Fabbrica il groove con pochi gesti da prestigiatore elettrico.
Piazza il giro, si arma e parte.
Un, deux, trois, quatre..
Poi surfa con personalità, sulla sua chitarra preziosa, squadrata, impossibile.
Martin si piega sulla chitarra e la impugna tra le sue braccia larghe e ossute.
E' alto, e per cantare sul microfono compie un ulteriore sforzo verso il basso.
Con questa sintesi di posture scomode suona, sul suo viso leggi la dedizione sincera per quello che fa.

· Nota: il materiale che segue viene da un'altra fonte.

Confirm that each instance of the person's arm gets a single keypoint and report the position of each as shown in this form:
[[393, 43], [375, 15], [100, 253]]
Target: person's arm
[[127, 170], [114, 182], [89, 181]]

Martin vuole suonare il rock'n'roll e basta. Lo fa da vent' anni, attraverso tante band che ha formato e in cui ha militato ( The Blacks,Dixie Buzzards,Locomotions,Tokyo Knives,Rev. Savage and his Holy Rollers,The Humans,Murder By Guitar,Strawberry Savage,TJ and the Lipstix,The Playmobils)
Il concerto comincia.
Simon, un colosso, alla batteria, spesso indugia al bancone del bar, non sbaglia un colpo, seppur visibilmente cotto.
Henrik, al basso, preciso come un orologio, sembra di vedere un ologramma di John Paul Jones.